Relancer la croissance économique : première mission du gouvernement
Le « Discours du roi » du 17 juillet 2024 a détaillé en quarante mesures les cinq « missions » prioritaires du nouveau gouvernement, au premier rang desquelles figure la relance de la croissance économique (1). En effet, le Royaume-Uni est en quasi-stagnation depuis le début des années 2010, les salaires (corrigés de l’inflation) n’ayant augmenté que de 6 % sur la période. De plus, il s’agit de l’État du G7 ayant connu l’une des reprises les plus lentes après la pandémie de Covid-19 — ce qui s’explique partiellement par la vulnérabilité du pays à la hausse des prix de l’énergie suite à l’invasion de l’Ukraine par la Russie en 2022. En 2023, la croissance n’était que de 0,1 % et le PIB par habitant a baissé de 0,7 %. L’année 2024 a laissé entrevoir un rebond : l’inflation, qui avait dépassé les 9 % fin 2022, est retombée à 3 % en aout, atteignant presque l’objectif de 2 % fixé par la Banque d’Angleterre ; et le taux de la livre sterling est désormais revenu à un niveau comparable à celui d’avant le Brexit, bien qu’elle reste plus faible que le dollar. Quant au FTSE 100, l’indice boursier des cent entreprises principales cotées à la bourse de Londres, il a progressé de 5,8 % cette année, c’est-à-dire plus qu’au cours des quatre années précédentes (2). Ainsi, l’objectif de Keir Starmer, et de la chancelière de l’Échiquier [ministre des Finances] Rachel Reeves, est d’inscrire cette nouvelle tendance dans la durée. Pour cela, les travaillistes misent principalement sur la libéralisation des permis de construire. Il s’agit à la fois de trouver une solution à la crise du logement, et de mener à bien des projets d’infrastructure, comme la construction d’éoliennes terrestres, autorisée dès le lendemain des élections.
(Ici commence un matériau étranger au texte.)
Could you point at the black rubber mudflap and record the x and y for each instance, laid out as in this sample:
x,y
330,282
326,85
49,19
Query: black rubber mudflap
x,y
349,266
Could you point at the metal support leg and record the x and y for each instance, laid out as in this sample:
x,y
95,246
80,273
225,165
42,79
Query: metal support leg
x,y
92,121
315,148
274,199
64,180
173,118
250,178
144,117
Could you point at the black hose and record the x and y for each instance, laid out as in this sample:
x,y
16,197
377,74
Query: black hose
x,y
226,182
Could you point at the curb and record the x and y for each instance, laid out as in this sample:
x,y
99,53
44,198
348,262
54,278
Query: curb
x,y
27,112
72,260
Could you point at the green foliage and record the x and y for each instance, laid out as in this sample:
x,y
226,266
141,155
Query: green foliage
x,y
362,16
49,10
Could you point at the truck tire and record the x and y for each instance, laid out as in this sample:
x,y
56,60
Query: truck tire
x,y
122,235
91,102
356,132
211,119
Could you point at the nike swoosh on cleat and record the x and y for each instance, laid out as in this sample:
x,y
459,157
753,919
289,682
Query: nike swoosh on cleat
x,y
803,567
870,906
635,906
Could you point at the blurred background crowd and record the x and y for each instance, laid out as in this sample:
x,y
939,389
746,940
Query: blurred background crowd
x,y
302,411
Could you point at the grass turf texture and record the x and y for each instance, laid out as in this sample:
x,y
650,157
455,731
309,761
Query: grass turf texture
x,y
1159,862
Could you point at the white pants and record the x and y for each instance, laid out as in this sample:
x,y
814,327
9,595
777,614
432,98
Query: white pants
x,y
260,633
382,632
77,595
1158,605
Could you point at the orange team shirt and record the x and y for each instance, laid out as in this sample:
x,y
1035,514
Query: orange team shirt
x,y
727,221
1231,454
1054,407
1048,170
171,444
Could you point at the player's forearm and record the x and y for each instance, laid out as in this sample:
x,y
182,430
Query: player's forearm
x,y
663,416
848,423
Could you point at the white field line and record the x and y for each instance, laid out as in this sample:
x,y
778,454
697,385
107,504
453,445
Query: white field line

On peut toutefois s’interroger sur la capacité du pays à mobiliser la main-d’œuvre nécessaire à ces projets de construction, dans la mesure où le taux de chômage se situe aux alentours de 4 % et où le recours à l’immigration est impopulaire. Néanmoins, si ces projets voient le jour, on peut s’attendre à une stimulation de la croissance, mais seulement à moyen ou long terme. À plus court terme, le risque de voir l’inflation persister demeure, ce qui obligerait la Banque d’Angleterre à maintenir des taux d’intérêts élevés, pesant sur le prix des actifs et sur l’économie.